PORE-SCALE SIMULATION OF TRANSPORT PROPERTIES OF CARBONATE ROCKS USING NANOSCALE FIB-SEM 3D IMAGES

The pore structure of a carbonate rock sample collected from Thamama B gas reservoir located in Abu Dhabi was imaged using focused ion bean - scanning electron microscopy (FIB-SEM). The 3D image (27.72 × 26.64 × 33.75 µm) at 9 nm pixel resolution was used as an input to the Naiver-Stokes equation solver of Comsol Multiphysics software to calculate the absolute permeability and effective diffusivity of gases (H₂S, CO₂, CH₄). Calculated effective diffusivities were used to derive tortuosity values for the three spatial directions of the pore structure.

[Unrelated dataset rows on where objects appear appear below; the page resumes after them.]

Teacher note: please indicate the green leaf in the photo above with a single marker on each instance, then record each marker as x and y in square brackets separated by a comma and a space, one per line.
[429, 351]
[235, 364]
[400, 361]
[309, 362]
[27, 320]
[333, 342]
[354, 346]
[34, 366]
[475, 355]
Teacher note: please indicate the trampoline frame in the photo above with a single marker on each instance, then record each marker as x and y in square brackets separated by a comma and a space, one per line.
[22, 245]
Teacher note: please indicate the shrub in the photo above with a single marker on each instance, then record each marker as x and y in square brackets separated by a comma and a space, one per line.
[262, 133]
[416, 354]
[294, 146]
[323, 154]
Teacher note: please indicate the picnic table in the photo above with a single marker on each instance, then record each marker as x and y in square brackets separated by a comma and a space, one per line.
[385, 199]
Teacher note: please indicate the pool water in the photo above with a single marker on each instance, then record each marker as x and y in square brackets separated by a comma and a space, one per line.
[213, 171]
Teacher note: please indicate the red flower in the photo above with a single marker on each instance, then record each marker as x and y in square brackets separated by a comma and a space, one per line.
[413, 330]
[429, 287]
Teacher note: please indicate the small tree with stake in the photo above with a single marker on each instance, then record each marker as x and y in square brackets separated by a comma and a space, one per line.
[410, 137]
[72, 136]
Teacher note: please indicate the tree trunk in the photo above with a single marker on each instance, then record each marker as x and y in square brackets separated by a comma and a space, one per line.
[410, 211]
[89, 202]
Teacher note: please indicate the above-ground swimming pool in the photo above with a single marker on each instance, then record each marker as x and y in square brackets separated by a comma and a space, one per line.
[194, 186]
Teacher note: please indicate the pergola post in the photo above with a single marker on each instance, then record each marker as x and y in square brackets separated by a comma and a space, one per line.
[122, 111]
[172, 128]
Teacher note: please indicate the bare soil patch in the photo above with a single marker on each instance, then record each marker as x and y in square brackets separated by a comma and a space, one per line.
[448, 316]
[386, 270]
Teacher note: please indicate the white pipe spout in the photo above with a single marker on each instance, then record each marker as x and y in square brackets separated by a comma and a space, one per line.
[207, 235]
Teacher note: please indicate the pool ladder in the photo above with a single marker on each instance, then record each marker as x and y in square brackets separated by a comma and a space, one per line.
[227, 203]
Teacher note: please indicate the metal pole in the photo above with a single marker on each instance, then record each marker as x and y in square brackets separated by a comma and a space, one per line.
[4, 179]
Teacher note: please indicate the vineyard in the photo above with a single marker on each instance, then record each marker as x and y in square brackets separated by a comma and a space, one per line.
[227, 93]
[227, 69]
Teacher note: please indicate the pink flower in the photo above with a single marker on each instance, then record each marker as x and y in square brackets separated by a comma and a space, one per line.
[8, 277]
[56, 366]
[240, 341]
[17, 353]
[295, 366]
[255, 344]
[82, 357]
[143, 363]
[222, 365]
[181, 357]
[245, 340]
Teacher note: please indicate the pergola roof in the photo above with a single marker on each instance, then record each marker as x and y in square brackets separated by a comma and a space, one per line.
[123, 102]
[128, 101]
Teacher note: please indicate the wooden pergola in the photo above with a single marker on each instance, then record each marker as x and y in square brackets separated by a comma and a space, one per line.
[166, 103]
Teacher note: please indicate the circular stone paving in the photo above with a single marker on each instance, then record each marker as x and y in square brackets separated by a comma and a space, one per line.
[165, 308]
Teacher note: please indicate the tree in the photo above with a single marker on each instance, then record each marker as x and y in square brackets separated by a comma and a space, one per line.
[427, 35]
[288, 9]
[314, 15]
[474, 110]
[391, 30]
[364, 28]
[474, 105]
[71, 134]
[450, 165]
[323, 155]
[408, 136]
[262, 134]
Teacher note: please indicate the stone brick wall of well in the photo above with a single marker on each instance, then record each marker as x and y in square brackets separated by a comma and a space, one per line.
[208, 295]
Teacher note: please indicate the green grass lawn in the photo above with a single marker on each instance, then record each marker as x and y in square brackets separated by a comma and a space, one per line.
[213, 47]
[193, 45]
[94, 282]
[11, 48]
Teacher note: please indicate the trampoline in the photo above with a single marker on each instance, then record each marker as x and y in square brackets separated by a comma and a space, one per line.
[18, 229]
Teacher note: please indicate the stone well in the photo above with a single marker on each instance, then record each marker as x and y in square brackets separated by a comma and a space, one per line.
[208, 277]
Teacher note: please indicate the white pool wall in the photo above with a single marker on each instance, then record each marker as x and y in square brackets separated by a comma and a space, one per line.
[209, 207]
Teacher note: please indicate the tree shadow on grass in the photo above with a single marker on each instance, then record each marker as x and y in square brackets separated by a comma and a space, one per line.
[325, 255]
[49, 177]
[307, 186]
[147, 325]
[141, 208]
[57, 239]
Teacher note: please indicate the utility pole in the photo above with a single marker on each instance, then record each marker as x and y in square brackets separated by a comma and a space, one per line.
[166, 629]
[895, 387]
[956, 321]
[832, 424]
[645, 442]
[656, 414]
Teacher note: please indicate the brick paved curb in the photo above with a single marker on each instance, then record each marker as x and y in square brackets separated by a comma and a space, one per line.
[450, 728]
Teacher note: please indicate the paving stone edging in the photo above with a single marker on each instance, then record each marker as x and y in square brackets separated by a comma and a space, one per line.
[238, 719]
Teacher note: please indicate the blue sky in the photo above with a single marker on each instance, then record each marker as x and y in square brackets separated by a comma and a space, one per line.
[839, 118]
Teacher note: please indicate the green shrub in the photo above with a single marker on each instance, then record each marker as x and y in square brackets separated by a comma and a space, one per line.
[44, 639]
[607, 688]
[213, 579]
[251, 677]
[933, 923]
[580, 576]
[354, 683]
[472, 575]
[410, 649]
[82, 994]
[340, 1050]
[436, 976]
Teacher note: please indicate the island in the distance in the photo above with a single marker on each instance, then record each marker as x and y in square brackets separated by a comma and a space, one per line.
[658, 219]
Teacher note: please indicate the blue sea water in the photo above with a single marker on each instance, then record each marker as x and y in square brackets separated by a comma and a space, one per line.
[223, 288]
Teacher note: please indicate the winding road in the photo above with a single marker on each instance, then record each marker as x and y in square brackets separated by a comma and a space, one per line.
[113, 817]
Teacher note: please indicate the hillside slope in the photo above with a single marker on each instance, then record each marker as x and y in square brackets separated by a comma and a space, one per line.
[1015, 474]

The widely employed correlation: τ = D⁰ ϕ/ D^eff used to calculate tortuosity (τ) as function of simulated effective diffusivities (D^eff) leaded to inaccurate tortuosity values. On the other hand, absolute permeability values derived from pore-scale simulations using Darcy's equation has been confirmed to reproduce measured permeability values. Pore-scale simulations are emerging as an important alternative to directly estimate the transport properties of porous media. However, given the limitations on the rock sample size that can be analyzed using current FIB-SEM methods and high computational demand to perform simulations at the nanoscale level, this presentation aims to highlight the constraints and challenges in estimating transport properties of carbonate rocks using direct numerical simulations at the nanoscale level.